Quella volta il vigliacco si sedette vicino a Christina. Sapeva benissimo che ero furiosa con lui quindi cercò di non farmi incazzare ancora di più.


-Ti ho già detto di non rivolgermi la parola.


-Forza, Gloria, quanto tempo sarai ancora arrabbiata con me?


-Tutta la mia vita. Neanche dopo che me ne andrò da questo carcere non ti perdonerei.


Edward sbuffò e rinunciò a rompermi le scatole con le sue domande sceme. Mi stavo concentrando intensamente sullo scritto quando qualcuno mi picchiettò la spalla per attirarmi l'attenzione.

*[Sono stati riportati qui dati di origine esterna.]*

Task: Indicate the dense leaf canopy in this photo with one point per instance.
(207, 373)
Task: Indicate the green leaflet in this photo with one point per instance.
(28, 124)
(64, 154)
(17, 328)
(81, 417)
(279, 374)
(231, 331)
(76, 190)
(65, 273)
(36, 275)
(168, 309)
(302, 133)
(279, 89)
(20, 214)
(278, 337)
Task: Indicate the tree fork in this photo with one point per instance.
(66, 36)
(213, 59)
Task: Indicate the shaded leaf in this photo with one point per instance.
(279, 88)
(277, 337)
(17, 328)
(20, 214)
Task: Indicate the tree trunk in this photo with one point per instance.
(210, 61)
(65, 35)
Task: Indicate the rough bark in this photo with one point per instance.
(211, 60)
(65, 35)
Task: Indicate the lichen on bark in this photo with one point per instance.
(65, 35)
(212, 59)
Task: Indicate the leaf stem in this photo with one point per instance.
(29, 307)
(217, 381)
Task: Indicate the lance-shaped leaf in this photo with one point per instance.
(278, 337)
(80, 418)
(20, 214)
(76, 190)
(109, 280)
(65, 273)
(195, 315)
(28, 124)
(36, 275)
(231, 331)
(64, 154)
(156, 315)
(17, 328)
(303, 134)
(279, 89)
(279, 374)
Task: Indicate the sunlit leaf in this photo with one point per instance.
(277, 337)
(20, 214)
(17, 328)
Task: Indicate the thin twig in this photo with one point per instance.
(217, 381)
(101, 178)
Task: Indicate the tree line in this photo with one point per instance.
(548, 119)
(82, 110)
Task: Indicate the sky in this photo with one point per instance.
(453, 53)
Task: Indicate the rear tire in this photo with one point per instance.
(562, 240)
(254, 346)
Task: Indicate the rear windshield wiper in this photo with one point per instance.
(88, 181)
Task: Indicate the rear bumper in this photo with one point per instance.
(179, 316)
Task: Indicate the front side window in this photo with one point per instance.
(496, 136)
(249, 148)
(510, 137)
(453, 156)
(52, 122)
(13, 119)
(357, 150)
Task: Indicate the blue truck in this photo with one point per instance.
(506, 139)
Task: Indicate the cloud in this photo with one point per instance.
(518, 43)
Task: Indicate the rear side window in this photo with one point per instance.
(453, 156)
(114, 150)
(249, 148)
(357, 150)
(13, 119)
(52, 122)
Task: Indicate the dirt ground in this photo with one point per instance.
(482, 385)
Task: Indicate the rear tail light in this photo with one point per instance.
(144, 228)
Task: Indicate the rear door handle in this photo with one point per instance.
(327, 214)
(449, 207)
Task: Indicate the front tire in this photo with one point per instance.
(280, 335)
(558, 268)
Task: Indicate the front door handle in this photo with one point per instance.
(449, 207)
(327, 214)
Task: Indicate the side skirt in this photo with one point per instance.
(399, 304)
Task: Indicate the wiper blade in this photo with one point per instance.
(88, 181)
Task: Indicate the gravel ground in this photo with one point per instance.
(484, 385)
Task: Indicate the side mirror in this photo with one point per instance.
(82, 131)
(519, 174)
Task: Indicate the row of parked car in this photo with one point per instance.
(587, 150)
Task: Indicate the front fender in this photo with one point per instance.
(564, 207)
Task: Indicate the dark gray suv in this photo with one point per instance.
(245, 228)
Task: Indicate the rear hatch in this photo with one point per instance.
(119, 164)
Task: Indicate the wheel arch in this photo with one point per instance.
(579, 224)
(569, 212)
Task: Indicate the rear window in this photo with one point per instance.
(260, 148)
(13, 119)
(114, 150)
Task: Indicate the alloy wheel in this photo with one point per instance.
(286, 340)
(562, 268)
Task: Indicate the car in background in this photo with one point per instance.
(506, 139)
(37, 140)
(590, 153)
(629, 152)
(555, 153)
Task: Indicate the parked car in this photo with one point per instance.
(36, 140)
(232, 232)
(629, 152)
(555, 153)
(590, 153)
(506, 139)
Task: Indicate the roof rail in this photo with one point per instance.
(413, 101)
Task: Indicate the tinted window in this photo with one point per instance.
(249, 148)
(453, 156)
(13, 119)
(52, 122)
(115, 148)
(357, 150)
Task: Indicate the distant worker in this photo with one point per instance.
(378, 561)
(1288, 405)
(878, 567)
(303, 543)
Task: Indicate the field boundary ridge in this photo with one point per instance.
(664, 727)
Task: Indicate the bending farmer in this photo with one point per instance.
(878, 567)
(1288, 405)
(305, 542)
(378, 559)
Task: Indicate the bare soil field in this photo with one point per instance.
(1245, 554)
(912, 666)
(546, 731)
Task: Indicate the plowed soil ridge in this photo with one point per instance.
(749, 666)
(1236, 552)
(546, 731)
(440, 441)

Un ragazzo magro con i capelli riccioli mi fece un sorriso storto prima di darmi un biglietto stropicciato.


-Grazie, dissi.


Dopo che se ne andò, mi sbrigai ad aprirlo e scoprire chi preferiva mandarmi una frase tramite un foglio invece di dirmelo direttamente in faccia.

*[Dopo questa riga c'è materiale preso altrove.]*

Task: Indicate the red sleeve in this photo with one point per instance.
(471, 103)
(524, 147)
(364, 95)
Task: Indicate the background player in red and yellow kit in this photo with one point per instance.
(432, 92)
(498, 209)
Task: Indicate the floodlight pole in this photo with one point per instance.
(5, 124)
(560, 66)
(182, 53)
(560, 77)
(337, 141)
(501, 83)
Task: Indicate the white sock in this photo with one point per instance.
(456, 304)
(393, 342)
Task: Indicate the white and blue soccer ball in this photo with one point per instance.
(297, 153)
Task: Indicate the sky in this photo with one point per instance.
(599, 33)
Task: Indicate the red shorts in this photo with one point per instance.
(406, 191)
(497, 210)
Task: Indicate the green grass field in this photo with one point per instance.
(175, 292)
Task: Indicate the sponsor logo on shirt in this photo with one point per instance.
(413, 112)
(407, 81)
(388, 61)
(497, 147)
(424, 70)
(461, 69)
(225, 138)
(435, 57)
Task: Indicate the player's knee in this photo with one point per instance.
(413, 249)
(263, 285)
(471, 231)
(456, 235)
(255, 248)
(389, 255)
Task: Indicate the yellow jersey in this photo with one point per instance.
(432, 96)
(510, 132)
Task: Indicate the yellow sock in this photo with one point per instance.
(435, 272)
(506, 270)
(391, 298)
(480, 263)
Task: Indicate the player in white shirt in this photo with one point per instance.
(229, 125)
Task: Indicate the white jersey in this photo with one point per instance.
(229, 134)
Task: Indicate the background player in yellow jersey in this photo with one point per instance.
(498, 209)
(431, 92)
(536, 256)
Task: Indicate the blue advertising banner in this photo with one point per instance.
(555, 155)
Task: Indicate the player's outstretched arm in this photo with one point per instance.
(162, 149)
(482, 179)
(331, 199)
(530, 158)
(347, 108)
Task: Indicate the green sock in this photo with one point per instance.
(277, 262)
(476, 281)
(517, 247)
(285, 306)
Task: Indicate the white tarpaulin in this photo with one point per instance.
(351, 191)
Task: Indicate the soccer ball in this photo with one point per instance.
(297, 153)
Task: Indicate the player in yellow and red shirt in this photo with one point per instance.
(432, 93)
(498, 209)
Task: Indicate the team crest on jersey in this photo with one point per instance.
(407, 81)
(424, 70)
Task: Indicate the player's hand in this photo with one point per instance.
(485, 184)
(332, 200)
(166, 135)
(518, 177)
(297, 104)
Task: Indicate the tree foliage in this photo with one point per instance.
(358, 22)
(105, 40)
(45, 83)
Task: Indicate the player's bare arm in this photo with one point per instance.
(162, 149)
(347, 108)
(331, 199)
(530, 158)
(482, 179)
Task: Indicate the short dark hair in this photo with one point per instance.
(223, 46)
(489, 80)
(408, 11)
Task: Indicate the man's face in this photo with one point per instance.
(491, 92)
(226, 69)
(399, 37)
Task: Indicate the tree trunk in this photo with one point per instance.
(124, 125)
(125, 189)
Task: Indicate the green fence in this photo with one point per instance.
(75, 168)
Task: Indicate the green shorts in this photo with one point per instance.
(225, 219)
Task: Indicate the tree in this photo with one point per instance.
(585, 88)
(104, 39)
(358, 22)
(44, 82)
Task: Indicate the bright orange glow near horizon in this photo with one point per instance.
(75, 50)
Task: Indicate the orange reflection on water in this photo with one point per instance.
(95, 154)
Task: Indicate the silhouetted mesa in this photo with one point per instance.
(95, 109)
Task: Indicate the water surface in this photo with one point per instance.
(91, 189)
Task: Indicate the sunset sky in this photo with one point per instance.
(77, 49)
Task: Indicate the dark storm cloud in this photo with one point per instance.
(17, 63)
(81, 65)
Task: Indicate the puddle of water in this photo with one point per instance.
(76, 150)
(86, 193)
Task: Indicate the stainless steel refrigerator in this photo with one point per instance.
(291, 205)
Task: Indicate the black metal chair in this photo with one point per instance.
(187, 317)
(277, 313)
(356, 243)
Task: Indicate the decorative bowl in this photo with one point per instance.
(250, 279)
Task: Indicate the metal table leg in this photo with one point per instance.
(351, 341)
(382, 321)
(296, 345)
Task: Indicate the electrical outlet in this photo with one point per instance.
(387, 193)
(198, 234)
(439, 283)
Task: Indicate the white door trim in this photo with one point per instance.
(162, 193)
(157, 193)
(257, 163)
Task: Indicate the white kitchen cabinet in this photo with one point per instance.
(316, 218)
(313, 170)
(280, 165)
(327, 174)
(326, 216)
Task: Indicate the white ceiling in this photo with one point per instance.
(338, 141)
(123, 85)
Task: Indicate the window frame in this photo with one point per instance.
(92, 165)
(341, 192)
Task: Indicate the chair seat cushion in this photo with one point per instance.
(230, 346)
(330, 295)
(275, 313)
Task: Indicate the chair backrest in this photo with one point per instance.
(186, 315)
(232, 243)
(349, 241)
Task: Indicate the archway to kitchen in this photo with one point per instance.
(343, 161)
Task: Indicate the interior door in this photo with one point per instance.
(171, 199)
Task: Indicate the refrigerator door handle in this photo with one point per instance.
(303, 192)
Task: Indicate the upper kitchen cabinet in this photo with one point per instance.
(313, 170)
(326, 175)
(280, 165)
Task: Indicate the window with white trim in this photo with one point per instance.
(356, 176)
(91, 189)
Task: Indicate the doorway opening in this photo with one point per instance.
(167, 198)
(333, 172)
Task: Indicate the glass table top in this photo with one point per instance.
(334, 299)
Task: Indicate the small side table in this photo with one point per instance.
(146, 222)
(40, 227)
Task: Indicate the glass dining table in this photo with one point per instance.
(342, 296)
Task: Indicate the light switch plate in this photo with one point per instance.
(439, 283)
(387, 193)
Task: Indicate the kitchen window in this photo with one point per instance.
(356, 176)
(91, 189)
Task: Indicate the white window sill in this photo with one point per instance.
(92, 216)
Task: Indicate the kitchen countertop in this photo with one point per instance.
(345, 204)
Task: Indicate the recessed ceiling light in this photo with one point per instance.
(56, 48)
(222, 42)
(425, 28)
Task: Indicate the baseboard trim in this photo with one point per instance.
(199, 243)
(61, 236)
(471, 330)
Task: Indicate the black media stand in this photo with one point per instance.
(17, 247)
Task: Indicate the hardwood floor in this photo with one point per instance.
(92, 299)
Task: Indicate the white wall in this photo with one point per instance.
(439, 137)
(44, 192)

"Ci incontriamo dopo l'allenamento della sera, sul campo di sgura. Non tardare. Jesse"


-Chi è? mi chiede Christina curiosa.


-Un amico.


Ignorai lo sguardo trucidante di Edward e infilai il biglietto in tasca buttando allo stesso tempo un occhio su Davis, che era ad un tavolo più in la con sua sorella ed un altro professore. Non sapevo come avrei potuto scappare da lui per incontrarmi con Jesse, ma poco mi interessava. Ero sospesa e se mi ignorò tutta la giornata, speravo che mi ignorasse anche allora.

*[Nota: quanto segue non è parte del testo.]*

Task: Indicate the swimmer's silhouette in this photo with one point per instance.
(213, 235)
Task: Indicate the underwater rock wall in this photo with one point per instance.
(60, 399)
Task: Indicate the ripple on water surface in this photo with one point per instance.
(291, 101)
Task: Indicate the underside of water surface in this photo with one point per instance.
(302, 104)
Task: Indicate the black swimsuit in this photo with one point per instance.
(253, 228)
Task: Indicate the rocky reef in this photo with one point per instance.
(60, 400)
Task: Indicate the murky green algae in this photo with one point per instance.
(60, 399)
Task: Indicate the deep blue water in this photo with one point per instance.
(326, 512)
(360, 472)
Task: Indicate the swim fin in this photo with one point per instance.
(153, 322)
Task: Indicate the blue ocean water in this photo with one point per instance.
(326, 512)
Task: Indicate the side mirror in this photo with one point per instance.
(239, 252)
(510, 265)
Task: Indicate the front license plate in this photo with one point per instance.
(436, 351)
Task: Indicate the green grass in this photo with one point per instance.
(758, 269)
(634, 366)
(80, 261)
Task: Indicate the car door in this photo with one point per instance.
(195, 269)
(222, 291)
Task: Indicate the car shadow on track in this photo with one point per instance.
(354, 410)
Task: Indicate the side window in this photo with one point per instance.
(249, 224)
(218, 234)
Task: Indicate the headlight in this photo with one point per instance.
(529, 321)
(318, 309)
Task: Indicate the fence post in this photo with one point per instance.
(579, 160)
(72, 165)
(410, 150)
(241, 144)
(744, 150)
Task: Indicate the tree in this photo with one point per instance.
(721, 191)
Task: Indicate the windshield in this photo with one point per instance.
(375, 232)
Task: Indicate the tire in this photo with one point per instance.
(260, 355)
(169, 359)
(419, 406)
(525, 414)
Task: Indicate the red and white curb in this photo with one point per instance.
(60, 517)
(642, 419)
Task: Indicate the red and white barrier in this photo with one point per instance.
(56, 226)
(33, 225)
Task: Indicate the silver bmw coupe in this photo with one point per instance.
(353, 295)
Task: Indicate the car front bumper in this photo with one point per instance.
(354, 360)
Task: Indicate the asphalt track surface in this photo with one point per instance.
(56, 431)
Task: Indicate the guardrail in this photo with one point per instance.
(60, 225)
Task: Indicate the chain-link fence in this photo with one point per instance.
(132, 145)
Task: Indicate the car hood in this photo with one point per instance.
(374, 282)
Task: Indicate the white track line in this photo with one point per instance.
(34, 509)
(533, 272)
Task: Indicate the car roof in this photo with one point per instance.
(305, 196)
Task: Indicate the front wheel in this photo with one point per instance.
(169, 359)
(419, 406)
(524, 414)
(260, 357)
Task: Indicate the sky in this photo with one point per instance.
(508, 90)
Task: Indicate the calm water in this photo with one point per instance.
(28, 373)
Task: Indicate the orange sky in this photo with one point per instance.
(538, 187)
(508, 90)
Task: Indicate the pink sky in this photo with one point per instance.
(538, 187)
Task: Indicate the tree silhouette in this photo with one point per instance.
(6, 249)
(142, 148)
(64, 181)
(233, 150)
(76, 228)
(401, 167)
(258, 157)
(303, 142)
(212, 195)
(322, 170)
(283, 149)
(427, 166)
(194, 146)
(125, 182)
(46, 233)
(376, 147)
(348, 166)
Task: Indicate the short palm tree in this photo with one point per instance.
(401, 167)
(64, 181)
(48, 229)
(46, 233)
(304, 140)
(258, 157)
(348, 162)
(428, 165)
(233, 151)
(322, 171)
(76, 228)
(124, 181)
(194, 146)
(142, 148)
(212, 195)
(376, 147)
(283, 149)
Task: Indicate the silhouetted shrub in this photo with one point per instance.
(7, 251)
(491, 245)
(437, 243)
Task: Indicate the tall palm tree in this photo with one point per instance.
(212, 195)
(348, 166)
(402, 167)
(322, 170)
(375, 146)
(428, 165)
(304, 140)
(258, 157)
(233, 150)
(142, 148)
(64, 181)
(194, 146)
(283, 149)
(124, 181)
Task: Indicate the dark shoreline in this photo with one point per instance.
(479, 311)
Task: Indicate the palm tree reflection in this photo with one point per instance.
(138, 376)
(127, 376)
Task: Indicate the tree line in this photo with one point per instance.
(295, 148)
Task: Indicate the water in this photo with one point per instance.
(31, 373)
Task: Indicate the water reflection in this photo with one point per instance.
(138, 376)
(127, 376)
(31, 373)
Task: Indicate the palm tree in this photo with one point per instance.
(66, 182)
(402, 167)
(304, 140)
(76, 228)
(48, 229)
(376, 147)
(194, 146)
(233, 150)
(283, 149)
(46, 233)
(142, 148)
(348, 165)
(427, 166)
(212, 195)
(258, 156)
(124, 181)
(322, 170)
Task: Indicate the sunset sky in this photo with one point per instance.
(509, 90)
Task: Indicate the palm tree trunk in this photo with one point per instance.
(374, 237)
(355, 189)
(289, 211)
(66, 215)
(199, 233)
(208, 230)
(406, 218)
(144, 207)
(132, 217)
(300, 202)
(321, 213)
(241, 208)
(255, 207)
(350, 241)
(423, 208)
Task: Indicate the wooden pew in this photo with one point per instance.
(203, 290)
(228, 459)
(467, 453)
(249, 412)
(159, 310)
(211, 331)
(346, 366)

L'allenamento della sera doveva trascorrere in palestra che si trovava nell'edificio principale, perché fuori pioveva. Era così freddo che ero sicura che il giorno seguente ci saremo svegliati con la neve se la pioggia non si sarebbe fermata questa notte.


Dopo che mi vestii con la tuta di cattivo gusto, mi sbrigai ad arrivare in palestra. Non volevo ricevere un'altra punizione solo per il fatto che ero una ritardataria. Camminavo con tutta la velocità che avevo, traversai il settore con le capanne e uscii dal cancello. Guardai il guardiano con uno sguardo arrogante che sorvegliava l'entrata e continuai la mia via.


Non potevo credere a dove ero arrivata. Era peggio che in un carcere e la cavigliera col GPS era un modo esagerato per controllarci.


-Psss!


Mi fermai dal camminare e guardai intorno a me. Il buoi non mi aiutava molto a vedere qualcosa davanti a me e le lanterne che erano agganciate al recinto non illuminavano affatto. Osservai ad un certo punto dei movimenti nei dintorni.


-Chi c'è la? Chiesi.


Una mano mi spinse da dietro obbligandomi a fare qualche passo in avanti, per non cadere in avanti. Mi girai rivoltata e con un movimento brusco, colpii Davis con uno schiaffo in faccia. Involontariamente portai le mani alla bocca, realizzando che avevo appena firmato un atto di morte. Il mio istruttore che apparse dal nulla era più sorpreso che nervoso.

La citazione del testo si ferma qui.